И сейчас Уоткинс поразил его тем, что не обрушился на своего врача, как обычно поступал с теми, кто осмеливался ему возражать. Он лишь коротко спросил:

– Когда?

– Я уже говорил вам, что не могу дать прогноз, – ответил Ласкин.

– В таком случае дайте мне хотя бы порядок величин, – повысил голос Сэм. – Дни? Недели? Месяцы?

– Вы же сами знаете, что и этого сделать я не могу. У вас в мобильнике все результаты ваших анализов, включая последние. Посмотрите их еще раз. Вам…

– Я все это смотрел! Зачем вы мне нужны, если только и можете, что отсылать меня к анализам, которые я уже видел?

– Я могу еще раз сказать вам то, что вы уже знаете, поскольку вы, похоже, меня не слушали. У вас рак поджелудочной железы. Процесс может очень сильно различаться у разных пациентов. А у вас к тому же только что обнаружилась очень непростая вирусная инфекция. Пока вы не вылечитесь от нее и не восстановитесь, о плановой операции не может быть и речи, тем более о неотработанной нейрохирургической операции. Вы…

– Операция отработана, – рискнул вмешаться Вейгерт. В конец концов, факты – упрямая вещь. – На Джулиане.

– Джулиану тридцать пять лет, – ответил Ласкин, – и он крепок, как железобетонная свая. Вы, Сэм, отнюдь не железобетонный. Давайте называть вещи своими именами: вы не перенесете операцию. А вот после того как преодолеете эту инфекцию и восстановитесь после нее – возможно. Да и то не наверняка.

– Вы не можете знать, что я смогу перенести и чего не смогу! Сами только что сказали, что этот вид рака у всех пациентов протекает по-разному. – Сэм говорил все громче, и в его голосе уже угадывались громовые раскаты. Вейгерт хорошо знал их. Скоро грянет буря!

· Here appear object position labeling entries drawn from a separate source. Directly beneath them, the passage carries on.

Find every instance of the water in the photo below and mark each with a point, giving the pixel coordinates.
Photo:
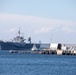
(36, 64)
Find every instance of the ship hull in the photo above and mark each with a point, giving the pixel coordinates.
(16, 46)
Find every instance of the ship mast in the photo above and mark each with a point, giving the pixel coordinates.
(19, 32)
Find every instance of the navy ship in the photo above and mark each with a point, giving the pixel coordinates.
(18, 43)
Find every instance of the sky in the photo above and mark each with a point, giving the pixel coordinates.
(42, 20)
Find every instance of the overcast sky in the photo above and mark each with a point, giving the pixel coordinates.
(44, 20)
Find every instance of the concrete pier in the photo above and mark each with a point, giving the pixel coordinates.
(53, 52)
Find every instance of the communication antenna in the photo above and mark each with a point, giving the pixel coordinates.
(51, 37)
(19, 31)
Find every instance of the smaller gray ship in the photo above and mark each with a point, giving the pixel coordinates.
(18, 43)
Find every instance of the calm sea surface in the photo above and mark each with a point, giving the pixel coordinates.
(36, 64)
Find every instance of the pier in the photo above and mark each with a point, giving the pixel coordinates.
(52, 52)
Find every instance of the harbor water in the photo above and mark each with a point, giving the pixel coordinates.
(36, 64)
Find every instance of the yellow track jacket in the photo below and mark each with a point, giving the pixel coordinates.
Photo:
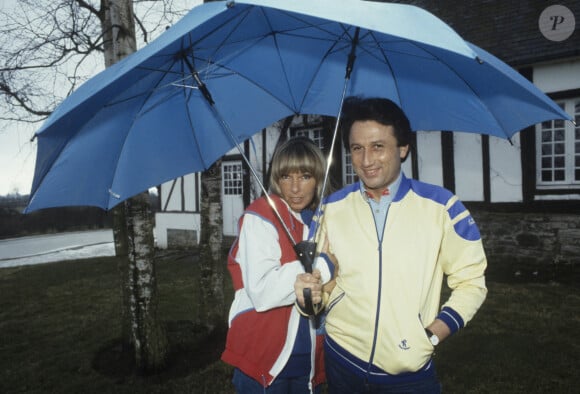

– Я знаю ваше состояние, – ответил Ласкин, и в его голосе громыхнула такая же гроза. – Вы наняли меня в качестве личного онколога, чтобы я информировал вас о вашем состоянии.

– Я нанял вас, чтобы вы поддерживали меня в состоянии, пригодном для операции! Наука никогда еще не давала человечеству столько, сколько обещает этот проект, и если вы думаете, что какой-то жалкий докторишка может остановить его, запрещая мне…

– Вы наняли меня, чтобы я говорил вам правду. Так что извольте слушать или наймите другого жалкого докторишку.

Голос Уоткинса вдруг упал на несколько децибелов.

– Да, Лайл, именно так. Я нанял вас, чтобы вы ничего не скрывали от меня, и вы делаете это неукоснительно. Прошу прощения.

Вейгерт только глазами хлопал. Сколько раз ему случалось видеть эти резкие перемены настроения Сэма (такое случалось в частности и благодаря лекарствам, которые тот принимал), столько изумлялся им. Но Ласкин произнес одно слово, которое было особенно важно для Уоткинса: «правда». Точнее говоря, это слово было особенно важно для них всех. Только из-за него они находились здесь, на этом острове, на этой хорошо охраняемой базе, рядом с этим умирающим гением.

– Допустим, при самом благоприятном повороте событий? – сказал Уоткинс.

– Если вы благополучно выкарабкаетесь из инфекции, то пять-шесть месяцев. То же самое я сказал вам вчера, Сэм. Ничего не изменилось.